Le 25 décembre 2021, Marie Mascaux passe le réveillon chez son fils, en compagnie de ce dernier, sa compagne et la fille de cette dernière qui est aussi sa colocataire. Pascal, quant à lui, réveillonne chez un couple d'amis, des fréquentations de cafés. Selon les témoins, Pascal n'a pas arrêté d'appeler Marie, et de lui envoyer des messages.
Le 26, Marie rentre chez elle et a coupé son téléphone. Pascal fait le tour des cafés, il est très énervé, car elle ne répond pas à ses appels. Selon un témoin, il aurait même déclaré qu'il voulait tuer Marie.
Il se rend chez sa compagne, alors qu'il est sous le coup d'une inculpation prononcée un mois plus tôt, l'interdisant d'entrer en contact avec la victime. Le 18 novembre, il l'a frappée violemment, au point de lui briser le bras. Le fils de Marie et sa belle-fille l'ont rejoint à l'hôpital.

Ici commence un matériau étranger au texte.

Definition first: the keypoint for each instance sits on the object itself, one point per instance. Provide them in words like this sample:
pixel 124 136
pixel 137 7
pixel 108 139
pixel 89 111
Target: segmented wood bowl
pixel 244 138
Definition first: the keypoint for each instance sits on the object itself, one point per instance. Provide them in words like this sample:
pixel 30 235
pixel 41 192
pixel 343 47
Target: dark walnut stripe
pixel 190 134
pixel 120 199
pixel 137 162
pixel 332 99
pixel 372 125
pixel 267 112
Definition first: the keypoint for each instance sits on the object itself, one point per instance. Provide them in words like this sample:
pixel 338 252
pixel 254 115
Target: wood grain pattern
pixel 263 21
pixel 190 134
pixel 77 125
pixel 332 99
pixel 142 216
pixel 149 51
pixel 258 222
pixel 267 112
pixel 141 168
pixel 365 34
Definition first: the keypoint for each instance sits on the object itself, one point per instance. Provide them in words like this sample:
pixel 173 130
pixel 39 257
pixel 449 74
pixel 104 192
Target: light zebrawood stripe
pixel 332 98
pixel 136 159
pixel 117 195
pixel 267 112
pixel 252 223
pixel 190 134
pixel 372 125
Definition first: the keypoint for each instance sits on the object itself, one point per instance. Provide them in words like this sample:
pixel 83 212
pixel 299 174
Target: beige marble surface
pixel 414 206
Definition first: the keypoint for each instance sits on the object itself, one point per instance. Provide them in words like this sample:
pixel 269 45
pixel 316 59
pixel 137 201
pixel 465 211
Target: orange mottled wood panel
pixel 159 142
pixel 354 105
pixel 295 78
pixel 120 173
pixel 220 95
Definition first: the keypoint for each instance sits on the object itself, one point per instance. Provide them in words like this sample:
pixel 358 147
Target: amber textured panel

Précédemment, le fils et la belle-fille avait déjà constaté des traces de coups sur le corps et le visage de Marie, mais elle avait toujours une bonne excuse pour protéger Pascal. Son fils lui avait conseillé de s'éloigner de lui, Marie n'a pas écouté.
Cette fois, c'est un juge d'instruction qui a imposé une mesure d'éloignement, mais celle-ci n'a pas été respectée.
Le 26 décembre en soirée, Pascal se rend chez Marie. Selon la jeune femme qui occupe l'appartement du dessus, il lui lance des mots d'amour, il insiste pour rentrer. Marie rassure sa colocataire, il est parti. La jeune femme s'endort. Elle est réveillée par un bruit sourd. Pascal vient de défoncer la porte d'entrée à l'aide d'un bloc de barbecue. "J'ai entendu Marie qui hurlait à la mort. Pascal lui demandait si j'étais dans l'appart. Puis je n'ai plus rien entendu du tout", raconte le témoin.
La jeune femme appelle la police, qui retrouve Pascal en train de battre Marie à mort. Celle-ci décède sous les coups. "Je savais que cela allait arriver", a déclaré le fils de Marie devant la cour. Il avait mis en garde sa maman.